How Can You Challenge A Federal Criminal Conviction?
When someone gets convicted of a crime, and they feel that justice was not served, the first thing that comes to mind is how to challenge the verdict. There are many things that can lead to a wrong ruling. Maybe, you feel that the judge was wrong, the prosecution did not do their work well, or your lawyer made a lot of mistakes during the case. The constitution allows you to appeal such rulings. However, one thing that has played out recently is a lack of knowledge by most people to know how to challenge a conviction. Here are the options at your disposal.
Choose a direct appeal
A direct appeal is when you notify the court that you intend to challenge their verdict. The constitution allows you to do it within 14 days after the initial and to observe several regulations. Therefore, when drafting the appeal case, your attorney will be working within timeframes because a simple mistake can lead to total dismissal of the appeal even before it starts. When you choose this type, your main task will be to convince the new jury that what the lower court did was not right.
Go for a 2255 appeal
Named after the US Code that created it, the 2255 appeal is different from a direct one because it is a habeas petition. In this case, you will telling the courts that your rights were violated, and that is the reason you are locked up. The rights talked about under this petition refer to the right to have a lawyer and so, you are simply telling the courts that the lawyers that represented you were wrong on your case. For example, if the attorney colluded with other parties to botch things, of they did not conduct sufficient research, you can bring the 2225 appeal to court.

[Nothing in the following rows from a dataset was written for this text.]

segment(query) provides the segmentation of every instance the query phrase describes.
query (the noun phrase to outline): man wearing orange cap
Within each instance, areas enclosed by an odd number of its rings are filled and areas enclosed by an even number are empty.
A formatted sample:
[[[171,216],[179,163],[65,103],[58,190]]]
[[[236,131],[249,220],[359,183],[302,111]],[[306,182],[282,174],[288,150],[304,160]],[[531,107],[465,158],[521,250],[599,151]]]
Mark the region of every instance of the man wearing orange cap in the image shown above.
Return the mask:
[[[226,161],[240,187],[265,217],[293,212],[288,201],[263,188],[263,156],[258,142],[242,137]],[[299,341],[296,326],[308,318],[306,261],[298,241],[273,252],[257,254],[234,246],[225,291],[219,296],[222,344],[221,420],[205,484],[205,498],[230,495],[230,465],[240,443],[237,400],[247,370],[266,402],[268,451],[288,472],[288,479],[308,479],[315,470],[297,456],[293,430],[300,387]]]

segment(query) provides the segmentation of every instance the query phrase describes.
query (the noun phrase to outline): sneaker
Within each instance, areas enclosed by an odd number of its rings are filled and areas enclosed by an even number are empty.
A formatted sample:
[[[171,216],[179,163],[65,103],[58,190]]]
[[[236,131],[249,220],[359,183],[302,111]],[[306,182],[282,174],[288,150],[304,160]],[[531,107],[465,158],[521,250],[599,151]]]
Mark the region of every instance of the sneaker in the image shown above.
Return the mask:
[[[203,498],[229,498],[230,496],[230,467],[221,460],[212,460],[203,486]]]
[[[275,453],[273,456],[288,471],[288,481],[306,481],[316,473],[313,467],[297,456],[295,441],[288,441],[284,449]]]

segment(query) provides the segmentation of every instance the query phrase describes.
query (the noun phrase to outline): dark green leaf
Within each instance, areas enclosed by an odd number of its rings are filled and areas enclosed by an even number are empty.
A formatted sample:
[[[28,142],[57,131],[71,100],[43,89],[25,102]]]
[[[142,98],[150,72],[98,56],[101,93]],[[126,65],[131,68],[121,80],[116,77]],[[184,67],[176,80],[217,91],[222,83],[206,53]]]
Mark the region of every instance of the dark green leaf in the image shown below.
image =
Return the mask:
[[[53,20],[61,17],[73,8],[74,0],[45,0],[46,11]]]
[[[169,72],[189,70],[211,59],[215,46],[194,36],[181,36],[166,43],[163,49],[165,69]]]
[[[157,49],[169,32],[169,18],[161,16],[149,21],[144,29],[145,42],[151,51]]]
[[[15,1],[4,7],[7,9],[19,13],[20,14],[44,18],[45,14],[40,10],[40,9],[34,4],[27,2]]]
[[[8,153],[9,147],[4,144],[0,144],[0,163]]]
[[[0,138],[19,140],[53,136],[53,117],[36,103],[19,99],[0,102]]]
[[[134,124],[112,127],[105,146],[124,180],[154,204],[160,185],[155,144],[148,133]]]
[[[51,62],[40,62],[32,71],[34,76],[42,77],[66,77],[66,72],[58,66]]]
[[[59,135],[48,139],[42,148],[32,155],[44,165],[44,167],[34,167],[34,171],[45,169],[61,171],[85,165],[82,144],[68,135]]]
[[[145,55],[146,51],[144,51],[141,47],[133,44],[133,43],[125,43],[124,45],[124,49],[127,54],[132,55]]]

Notice of appeal and the actual appeal
It is important to draw a difference between a notice of appeal and an appeal itself. The notice is a short document that notifies the courts that you will be challenging the ruling with a certain period of time. However, most people mistake in for a full appeal. There are cases that have never taken off because people gave notices, but never submitted the appeal. The actual document should be a detailed report of the things that went wrong during the hearing and what you think should have been done. It is this detailed appeal that the judges will be suing when hearings commence.
The evidence needed for an appeal
One of the problems that most people face during appeal cases emanate from evidence. You need to know that an appeal is not a retrial or new trial. Therefore, you will not be rehashing your evidence or providing new information to court. Anything that borders on those lines will be quashed by the court. What you should be doing is to convince the court that there were flaws in the proceedings at the lower court. Tell them about the mistakes the judges committed, what the prosecutor did not do right, or where your lawyers went wrong.
The duration of criminal appeals
When you choose to challenge a federal criminal conviction, you need to understand how long it is likely to take. Unfortunately, it is not always a good experience for most applicants. You thought that you will craft an appeal notice today and walk to freedom tomorrow; you are in for a rude shock. These cases are generally slow. Some of them take more than one year to be concluded. The reason behind this delay is that the courts are crowded. You will be surprised to know that there are thousands of cases before yours that are yet to take off. The sped will also depend on how your lawyer presents his case before the judges and how they work around the evidence.
As you can see, challenging a federal criminal conviction is not something that you can take lightly, but it is possible. As long as you can showcase that the lower court erred, you can start looking forward to your freedom. To b sure of this freedom, make sure that you find he most reliable lawyers. Choose attorneys with a proven track record in handling appeal cases similar to the one you are facing.